Orwell imagined a system of public surveillance where people do not have privacy in public or in their own homes. In reality what the government is able to do is more sophisticated. In the case of U.S.A. v. Manuel Cuevas Perez circuit judge Wood said “They made the system that George Orwell depicted in his novel, 1984, seem clumsy and avoidable by comparison.” This quote says that the system of surveillance imagined by Orwell pales in comparison to what the government is capable of doing. What Orwell presented in his novel has not only come to pass, but has superseded his expectations. This is thanks to the invention of cell phones, GPS, the internet, and social networks. Although citizens can fight against this type of invasion of privacy they have largely taken it laying down.
George Orwell predicted that people will give up their personal freedoms, and right to privacy out of fear. He was correct with this assumption. In the article “The Patriot Act: Security Tool or Big Brother 2011” Luis Flores states “... those who believe that act “goes too far and poses a threat to civil liberties” has decreased from 39 percent in 2004 to 34 percent February 2011. This could be an indication of the populous accepting certain perceived realities of the modern age and, perhaps reluctantly, adapting to them by giving up liberties”. After 9/11 the U.S. passed the “Patriot Act”. At the time, people in the U.S. thought this was necessary and justified to keep national security.
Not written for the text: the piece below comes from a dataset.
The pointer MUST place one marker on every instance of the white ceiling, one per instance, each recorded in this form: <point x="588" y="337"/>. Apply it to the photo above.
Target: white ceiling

This was largely accepted out of fear and because the events of 9/11 were still fresh in Americans minds. In the novel people accept telescreens in their homes because they fear not only foreign dangers, but also Big Brother, and each other. People Oceania distrust each other and that is what the party wants.
In 1984 Orwell envisioned a world where people did not trust or think much of each other. This has not come to pass. While torturing Winston, O'Brien says “No one dares trust a wife or a child or a friend... there will be no loyalty except, for loyalty for the party. There will no love, except the love for Big Brother.” Unlike what Orwell thought, people still generally value, trust, and care for each other. People have not been dehumanized and made to love or worship a figurehead more than others, like in the novel. People still value the family, they still love. The Party does not want this. They will go as far as to try to abolish primal human instinct and act.
Orwell thought that to have complete control governments would try to control one of the most primal acts humans do. Sex. Although religion has tried to control humans sexual instinct governments as a whole have not. Winston explains how the party has tried to suppress the sexual act “Sexual intercourse was to be looked at as a slightly disgusting minor operation... Junior Anti-Sex League which advocated celibacy for both sexes”. The U.S. government has stayed out of people's bedrooms. Although abstinence is taught in sexual education classes, safe sex is also taught. The government has not tried to abolish sex, but try to encourage safe sex with programs like Planned Parenthood.
Although George Orwell correctly foresaw government's spying on their citizens and the citizens accepting their governments watching and tracking them of fear for their own safety, people have still held onto their humanity. People have not been turned into desensitized beings that only care about themselves or worship some larger than life figurehead. People are still human.